Use of headhunters to fill top jobs is 'morally lazy'

Sir David Watson says outsourced recruitment will 'deskill' the sector. Melanie Newman writes

June 19, 2008

Using headhunters to select would-be university leaders could lead to the "deskilling" of the higher education sector, a professor of higher education management has warned.

Sir David Watson, the chair of higher education management in the department of lifelong and comparative education at the Institute of Education, has said that headhunting firms had initially helped the sector by widening the pool of applicants for top jobs and by professionalising recruitment.

But in a paper published in Engage, the newsletter of the Leadership Foundation for Higher Education, he says: "Subsequently, the positive effects have worn off and damaging side-effects have emerged."

Sir David says the outsourcing of responsibility for senior recruitment risked causing "intellectual and even moral laziness".

Headhunters promise confidentiality to applicants, which means that individuals who would otherwise be reluctant to apply for new posts are more willing to do so. The downside, Sir David says, is that candidates are prevented from making "any real assessment of the nature and condition of the institution they would be expected to run" and are kept away from the staff they would have to lead.

"This may not help the institution as a whole to choose the best potential leader ... and it certainly doesn't help the candidate to choose the institution," he writes.
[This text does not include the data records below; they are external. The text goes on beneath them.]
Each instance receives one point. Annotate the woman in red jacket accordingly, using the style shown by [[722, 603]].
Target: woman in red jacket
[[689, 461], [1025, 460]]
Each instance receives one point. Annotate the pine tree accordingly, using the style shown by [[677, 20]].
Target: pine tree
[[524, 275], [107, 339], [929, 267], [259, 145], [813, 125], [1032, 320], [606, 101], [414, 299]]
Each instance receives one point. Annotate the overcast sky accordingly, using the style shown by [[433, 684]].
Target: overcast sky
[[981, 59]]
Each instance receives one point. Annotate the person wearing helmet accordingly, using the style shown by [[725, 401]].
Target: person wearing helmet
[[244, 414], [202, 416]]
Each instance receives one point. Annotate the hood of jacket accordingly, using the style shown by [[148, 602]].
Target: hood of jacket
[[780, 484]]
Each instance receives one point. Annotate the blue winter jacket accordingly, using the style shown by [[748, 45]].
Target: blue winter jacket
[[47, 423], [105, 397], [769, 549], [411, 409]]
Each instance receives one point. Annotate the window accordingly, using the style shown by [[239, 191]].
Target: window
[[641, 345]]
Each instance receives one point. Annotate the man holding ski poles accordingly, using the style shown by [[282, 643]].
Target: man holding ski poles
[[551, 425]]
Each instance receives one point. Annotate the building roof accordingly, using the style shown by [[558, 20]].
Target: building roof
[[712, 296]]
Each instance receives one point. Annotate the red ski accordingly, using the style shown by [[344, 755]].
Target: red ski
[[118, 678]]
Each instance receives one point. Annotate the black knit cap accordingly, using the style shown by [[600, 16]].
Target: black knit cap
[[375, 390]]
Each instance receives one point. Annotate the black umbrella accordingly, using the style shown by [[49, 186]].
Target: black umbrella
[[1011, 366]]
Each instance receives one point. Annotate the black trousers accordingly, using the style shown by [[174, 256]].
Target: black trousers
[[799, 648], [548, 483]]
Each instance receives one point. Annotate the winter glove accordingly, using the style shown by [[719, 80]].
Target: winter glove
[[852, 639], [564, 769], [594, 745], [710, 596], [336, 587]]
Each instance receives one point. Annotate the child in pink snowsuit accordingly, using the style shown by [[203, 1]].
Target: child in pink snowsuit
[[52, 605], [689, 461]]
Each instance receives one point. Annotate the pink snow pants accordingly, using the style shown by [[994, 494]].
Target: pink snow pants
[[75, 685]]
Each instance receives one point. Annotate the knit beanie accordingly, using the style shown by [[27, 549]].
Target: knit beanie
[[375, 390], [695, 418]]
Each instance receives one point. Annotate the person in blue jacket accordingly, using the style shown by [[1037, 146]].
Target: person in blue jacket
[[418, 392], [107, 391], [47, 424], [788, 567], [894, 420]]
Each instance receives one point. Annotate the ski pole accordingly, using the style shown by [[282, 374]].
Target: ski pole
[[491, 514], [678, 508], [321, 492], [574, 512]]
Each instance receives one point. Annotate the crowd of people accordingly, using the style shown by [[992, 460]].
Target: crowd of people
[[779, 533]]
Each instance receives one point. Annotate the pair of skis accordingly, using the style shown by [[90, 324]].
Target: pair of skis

Sir David analysed Times Higher Education advertisements placed in 2006-07 by executive search agencies. He found that 30 agencies had advertised 152 posts, with the Perrett Laver Partnership responsible for 22 per cent of these, followed by Heidrick & Struggles with 12 per cent.

He called on the sector to "just say no" to headhunters and to create a "shared sense of responsibility" for recruitment across institutions.

Research published this year by Glynis Breakwell, vice-chancellor of the University of Bath, suggested that reliance on a small group of headhunters when seeking vice-chancellors could limit institutions' choices. She warned that the practice "clearly has the potential to generate an inward-looking, self- perpetuating hierarchy".

None of the headhunting firms contacted by Times Higher Education was prepared to comment.